Tous les commentateurs ne se montrent toutefois pas si cléments avec les parlementaires. Beaucoup constatent – ou déplorent – que les élus ont fui leurs responsabilités et se sont contentés de retourner ce dossier brûlant au gouvernement. «Le ‘sale boulot’ aux ministres», titre par exemple le quotidien neuchâtelois L’Express.

«Parmi les principaux scénarios, il y a la proposition du Parti libéral-radical (droite): le gouvernement doit décréter avec des artifices juridiques ce que le parlement a refusé. Si le gouvernement ne trouve pas une astuce, le Conseil national laisse dans les mains des autorités fiscales américaines le destin d’une dizaine de banques suisses», note pour sa part le quotidien zurichois Tages-Anzeiger.

Mais c’est certainement La Liberté qui a la dent la plus dure. «Autre preuve de lâcheté des élus fédéraux, ils se lavent les mains des conséquences de leur vote en chargeant le Conseil fédéral d’assister au mieux les banques qui se retrouveront très bientôt dans les serres de l’aigle américain. Ponce Pilate n’aurait pas fait mieux», estime le quotidien fribourgeois.

Et La Liberté d’enfoncer le clou: «Le parlement a soudain eu peur de sa propre audace. Il a donc assorti son sursaut d’orgueil d’une curieuse déclaration par laquelle il assure les Etats-Unis qu’il n’a rien contre eux. Cela revient à gifler un ami pour s’excuser dans la foulée – à la différence près que le géant américain n’a sans doute pas même senti le camouflet que croit lui avoir infligé le nain de jardin.»

Epée de Damoclès

Certains commentateurs estiment enfin que toutes ces gesticulations au parlement ne changent pas grand-chose au fond du problème.

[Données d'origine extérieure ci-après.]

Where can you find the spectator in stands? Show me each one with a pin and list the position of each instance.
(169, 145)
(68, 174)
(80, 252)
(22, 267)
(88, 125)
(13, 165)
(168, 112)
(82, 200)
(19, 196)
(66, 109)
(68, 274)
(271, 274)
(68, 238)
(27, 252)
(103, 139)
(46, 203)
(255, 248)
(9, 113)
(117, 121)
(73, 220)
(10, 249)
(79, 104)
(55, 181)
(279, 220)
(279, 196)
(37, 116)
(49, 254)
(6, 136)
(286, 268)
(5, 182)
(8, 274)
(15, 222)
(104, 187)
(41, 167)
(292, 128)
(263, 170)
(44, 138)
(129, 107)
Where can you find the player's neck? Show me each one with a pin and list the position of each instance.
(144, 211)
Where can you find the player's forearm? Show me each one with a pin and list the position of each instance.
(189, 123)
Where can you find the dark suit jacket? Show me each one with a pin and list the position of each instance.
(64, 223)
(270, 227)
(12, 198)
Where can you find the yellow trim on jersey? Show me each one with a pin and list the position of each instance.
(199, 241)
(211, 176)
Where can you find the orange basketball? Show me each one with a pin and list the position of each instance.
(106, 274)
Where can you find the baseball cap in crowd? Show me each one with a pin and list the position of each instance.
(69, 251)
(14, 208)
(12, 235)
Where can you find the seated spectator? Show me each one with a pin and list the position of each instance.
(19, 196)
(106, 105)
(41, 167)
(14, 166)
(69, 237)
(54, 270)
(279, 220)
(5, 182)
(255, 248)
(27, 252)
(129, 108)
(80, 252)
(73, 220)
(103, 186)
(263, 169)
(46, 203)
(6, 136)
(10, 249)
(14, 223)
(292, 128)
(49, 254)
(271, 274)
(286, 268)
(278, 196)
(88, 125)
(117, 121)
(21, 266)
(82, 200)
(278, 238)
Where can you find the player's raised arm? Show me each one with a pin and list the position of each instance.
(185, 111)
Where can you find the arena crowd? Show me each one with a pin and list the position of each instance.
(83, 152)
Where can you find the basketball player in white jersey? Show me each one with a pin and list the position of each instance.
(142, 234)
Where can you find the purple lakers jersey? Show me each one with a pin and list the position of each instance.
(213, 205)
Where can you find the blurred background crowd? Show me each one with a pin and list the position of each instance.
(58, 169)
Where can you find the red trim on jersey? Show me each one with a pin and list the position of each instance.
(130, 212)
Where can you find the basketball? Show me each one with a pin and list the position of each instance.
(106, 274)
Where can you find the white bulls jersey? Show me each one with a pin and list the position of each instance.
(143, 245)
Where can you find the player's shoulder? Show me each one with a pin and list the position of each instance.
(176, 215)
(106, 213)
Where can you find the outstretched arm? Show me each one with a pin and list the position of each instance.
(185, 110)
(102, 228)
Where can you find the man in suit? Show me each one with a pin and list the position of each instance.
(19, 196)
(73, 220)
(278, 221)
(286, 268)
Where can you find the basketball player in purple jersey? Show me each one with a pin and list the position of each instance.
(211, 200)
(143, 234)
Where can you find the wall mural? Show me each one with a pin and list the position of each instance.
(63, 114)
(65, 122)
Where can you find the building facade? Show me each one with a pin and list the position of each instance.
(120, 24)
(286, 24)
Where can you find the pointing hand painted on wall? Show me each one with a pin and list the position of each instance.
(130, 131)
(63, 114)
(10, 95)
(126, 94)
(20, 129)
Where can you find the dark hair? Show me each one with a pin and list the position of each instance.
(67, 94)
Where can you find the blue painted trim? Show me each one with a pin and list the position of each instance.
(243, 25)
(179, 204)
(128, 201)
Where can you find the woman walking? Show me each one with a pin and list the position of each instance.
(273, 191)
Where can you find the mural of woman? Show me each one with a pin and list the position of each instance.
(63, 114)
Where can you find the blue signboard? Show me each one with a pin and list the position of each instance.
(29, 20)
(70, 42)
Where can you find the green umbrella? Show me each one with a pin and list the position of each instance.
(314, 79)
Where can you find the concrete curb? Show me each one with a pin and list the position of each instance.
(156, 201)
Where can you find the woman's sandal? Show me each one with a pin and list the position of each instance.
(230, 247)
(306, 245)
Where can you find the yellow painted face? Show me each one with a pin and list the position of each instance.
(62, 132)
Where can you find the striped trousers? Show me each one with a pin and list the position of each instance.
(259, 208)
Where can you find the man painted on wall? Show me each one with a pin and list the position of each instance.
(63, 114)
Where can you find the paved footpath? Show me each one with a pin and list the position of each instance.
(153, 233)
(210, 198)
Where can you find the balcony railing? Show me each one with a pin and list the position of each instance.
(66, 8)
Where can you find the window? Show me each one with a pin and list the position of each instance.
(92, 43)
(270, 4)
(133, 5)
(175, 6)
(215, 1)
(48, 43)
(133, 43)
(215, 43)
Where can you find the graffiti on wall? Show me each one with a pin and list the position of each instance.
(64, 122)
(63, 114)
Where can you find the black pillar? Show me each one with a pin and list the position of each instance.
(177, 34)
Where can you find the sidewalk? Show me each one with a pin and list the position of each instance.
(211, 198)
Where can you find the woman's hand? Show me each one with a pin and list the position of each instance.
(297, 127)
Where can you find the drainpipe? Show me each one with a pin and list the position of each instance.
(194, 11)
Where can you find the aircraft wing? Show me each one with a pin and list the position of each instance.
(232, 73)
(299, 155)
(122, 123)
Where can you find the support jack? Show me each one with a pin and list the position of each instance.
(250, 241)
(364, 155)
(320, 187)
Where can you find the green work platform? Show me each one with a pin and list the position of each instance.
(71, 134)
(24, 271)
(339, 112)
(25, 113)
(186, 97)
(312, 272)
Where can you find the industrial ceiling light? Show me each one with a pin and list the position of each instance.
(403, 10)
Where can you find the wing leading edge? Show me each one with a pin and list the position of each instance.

«Malgré l’échec de la Lex USA devant le parlement, le mal est fait. De toute évidence, le droit suisse sera violé une fois de plus. Entre les lois de notre petit pays ‘neutre’ et celles de la première puissance économique et militaire mondiale, le choix est simple: nos banques céderont, prédit le quotidien vaudois 24 heures. Avec le recul, nous constatons que le ‘déshonneur suisse’ de juin 2010, date à laquelle le parlement a validé la dénonciation – avec effet rétroactif et en violation de toutes nos lois – de milliers de familles de clients américains (cas UBS, ndlr), n’était pas pour solde de tout compte.»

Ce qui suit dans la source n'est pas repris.